En particulier, l'élimination des paradis sûr pour les pirates d'avion semble être un facteur efficace dissuadant qui peuvent éclairer les initiatives pertinentes pour piraterie maritime. En matière de sûreté aérienne, de poursuivre ou d'extrader-approches ont eu un impact perceptible sur les détournements dissuader. Par exemple, une grande partie de la crise aérienne détournement des États-Unis durant les années 1960 et 1970 a été tirée par Guerre froide impliquant les motivations des réfugiés politiques cubains cherchant un refuge sûr aux États-Unis ou à Cuba (en fonction de leur orientation politique). En 1973, les Etats-Unis et Cuba ont échangé des notes diplomatiques constituant un protocole d'accord qu'aucun des deux pays pourrait servir de refuge pour les pirates de l'air. Suite à cet accord, le nombre de détournements d'avions tenté aux Etats-Unis ont chuté de façon significative à partir de 25 détournements par an avant l'accord d'un seul l'année suivante. Ce changement remarquable suggère que l'existence d'une nation sanctuaire pour les pirates a permis au problème cubain détournement.

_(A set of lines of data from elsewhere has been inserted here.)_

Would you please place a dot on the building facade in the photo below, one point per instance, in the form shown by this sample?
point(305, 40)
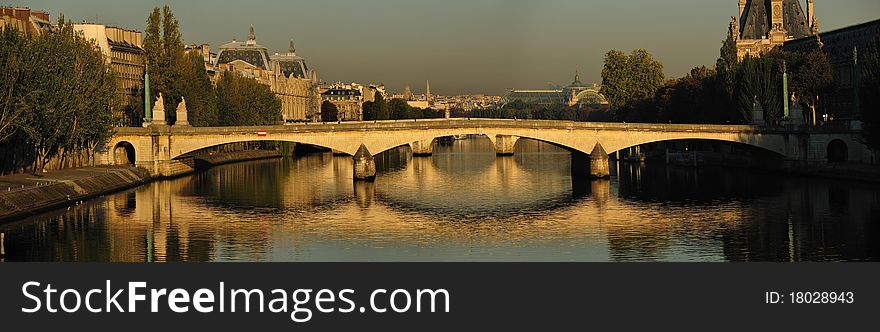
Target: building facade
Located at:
point(576, 94)
point(31, 22)
point(348, 99)
point(123, 50)
point(766, 24)
point(842, 46)
point(287, 76)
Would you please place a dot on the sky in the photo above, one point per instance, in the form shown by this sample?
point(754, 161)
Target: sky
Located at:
point(461, 46)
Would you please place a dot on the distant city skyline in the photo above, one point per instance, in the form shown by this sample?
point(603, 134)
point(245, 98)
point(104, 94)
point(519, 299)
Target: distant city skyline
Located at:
point(462, 47)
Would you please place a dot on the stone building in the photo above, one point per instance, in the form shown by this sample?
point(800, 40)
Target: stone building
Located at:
point(842, 46)
point(574, 94)
point(348, 99)
point(123, 50)
point(765, 24)
point(31, 22)
point(286, 75)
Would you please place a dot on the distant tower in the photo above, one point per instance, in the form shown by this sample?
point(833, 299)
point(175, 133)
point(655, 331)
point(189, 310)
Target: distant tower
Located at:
point(428, 91)
point(407, 92)
point(810, 13)
point(777, 32)
point(811, 19)
point(252, 38)
point(577, 77)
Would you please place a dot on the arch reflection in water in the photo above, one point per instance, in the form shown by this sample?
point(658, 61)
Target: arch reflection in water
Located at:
point(461, 204)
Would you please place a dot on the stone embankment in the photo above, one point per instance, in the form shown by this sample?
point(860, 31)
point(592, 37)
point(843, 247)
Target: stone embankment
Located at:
point(22, 195)
point(27, 194)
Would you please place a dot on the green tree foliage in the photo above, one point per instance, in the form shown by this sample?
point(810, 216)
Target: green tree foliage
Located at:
point(726, 68)
point(615, 79)
point(396, 109)
point(329, 112)
point(243, 101)
point(630, 83)
point(760, 80)
point(163, 47)
point(690, 99)
point(201, 101)
point(518, 109)
point(812, 77)
point(870, 94)
point(63, 96)
point(13, 46)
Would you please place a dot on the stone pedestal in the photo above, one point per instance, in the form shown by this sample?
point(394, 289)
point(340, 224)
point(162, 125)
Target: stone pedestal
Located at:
point(757, 114)
point(159, 111)
point(422, 148)
point(599, 163)
point(364, 165)
point(504, 145)
point(364, 191)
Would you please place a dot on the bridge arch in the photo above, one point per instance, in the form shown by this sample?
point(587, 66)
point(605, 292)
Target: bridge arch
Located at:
point(836, 151)
point(758, 147)
point(190, 149)
point(124, 153)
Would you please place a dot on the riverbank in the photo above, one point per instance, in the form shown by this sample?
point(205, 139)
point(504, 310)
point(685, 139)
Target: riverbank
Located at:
point(23, 195)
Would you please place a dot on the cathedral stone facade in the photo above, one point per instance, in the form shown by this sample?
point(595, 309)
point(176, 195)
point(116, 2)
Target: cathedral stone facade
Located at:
point(765, 24)
point(286, 75)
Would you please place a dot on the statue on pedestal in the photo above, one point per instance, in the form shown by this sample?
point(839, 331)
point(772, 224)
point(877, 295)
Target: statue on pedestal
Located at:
point(159, 111)
point(181, 114)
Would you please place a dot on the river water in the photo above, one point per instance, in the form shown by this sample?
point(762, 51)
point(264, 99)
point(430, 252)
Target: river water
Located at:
point(462, 204)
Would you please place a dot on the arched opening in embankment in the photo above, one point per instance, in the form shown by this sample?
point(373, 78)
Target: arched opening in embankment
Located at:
point(124, 154)
point(837, 151)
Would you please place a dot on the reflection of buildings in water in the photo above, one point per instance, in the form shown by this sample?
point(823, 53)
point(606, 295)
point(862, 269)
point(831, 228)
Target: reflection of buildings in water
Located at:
point(420, 209)
point(365, 191)
point(811, 220)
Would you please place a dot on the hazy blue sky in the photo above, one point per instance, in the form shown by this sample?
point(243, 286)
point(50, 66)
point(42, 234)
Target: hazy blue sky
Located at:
point(462, 46)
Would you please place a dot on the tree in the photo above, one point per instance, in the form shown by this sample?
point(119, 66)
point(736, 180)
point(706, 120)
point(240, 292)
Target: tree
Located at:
point(68, 92)
point(630, 83)
point(329, 112)
point(812, 77)
point(760, 79)
point(12, 56)
point(163, 48)
point(398, 109)
point(727, 66)
point(243, 101)
point(368, 108)
point(615, 79)
point(870, 94)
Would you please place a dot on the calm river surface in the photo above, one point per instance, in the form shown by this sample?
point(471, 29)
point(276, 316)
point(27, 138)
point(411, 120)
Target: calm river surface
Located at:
point(462, 204)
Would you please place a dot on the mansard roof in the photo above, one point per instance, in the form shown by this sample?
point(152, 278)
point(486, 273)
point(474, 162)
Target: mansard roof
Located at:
point(756, 20)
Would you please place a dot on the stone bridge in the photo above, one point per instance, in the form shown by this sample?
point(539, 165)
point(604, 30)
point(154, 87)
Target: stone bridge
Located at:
point(161, 148)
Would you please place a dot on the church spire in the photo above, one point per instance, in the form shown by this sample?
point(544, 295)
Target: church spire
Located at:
point(577, 78)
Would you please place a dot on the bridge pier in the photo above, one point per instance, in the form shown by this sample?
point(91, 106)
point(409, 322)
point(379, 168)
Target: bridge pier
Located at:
point(504, 144)
point(422, 148)
point(364, 165)
point(599, 162)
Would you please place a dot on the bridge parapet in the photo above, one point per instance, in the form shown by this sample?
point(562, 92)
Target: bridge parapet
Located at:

Similaires d'extrader ou de poursuivre les-dispositions existent dans le régime juridique international régissant la piraterie maritime, mais ces dispositions n'ont pas été jumelé avec le respect international. Etre incapable de s'appuyer sur la Somalie à poursuivre les pirates dans ses frontières, la communauté internationale doit, au moins temporairement, cherchent à contrecarrer et à éliminer des refuges par des poursuites en dehors du système judiciaire en cours en Somalie. L'application d'accords internationaux avec des dispositions obligeant les Etats à poursuivre les suspects de piraterie ou de les extrader vers un autre Etat prêt à engager des poursuites est une partie essentielle de la solution. Pour assurer le respect, la communauté internationale ou les Etats-Unis devraient envisager des mécanismes coercitifs tels que ceux utilisés dans l'aviation civile de la sécurité pour conduire au respect de ces accords internationaux importants.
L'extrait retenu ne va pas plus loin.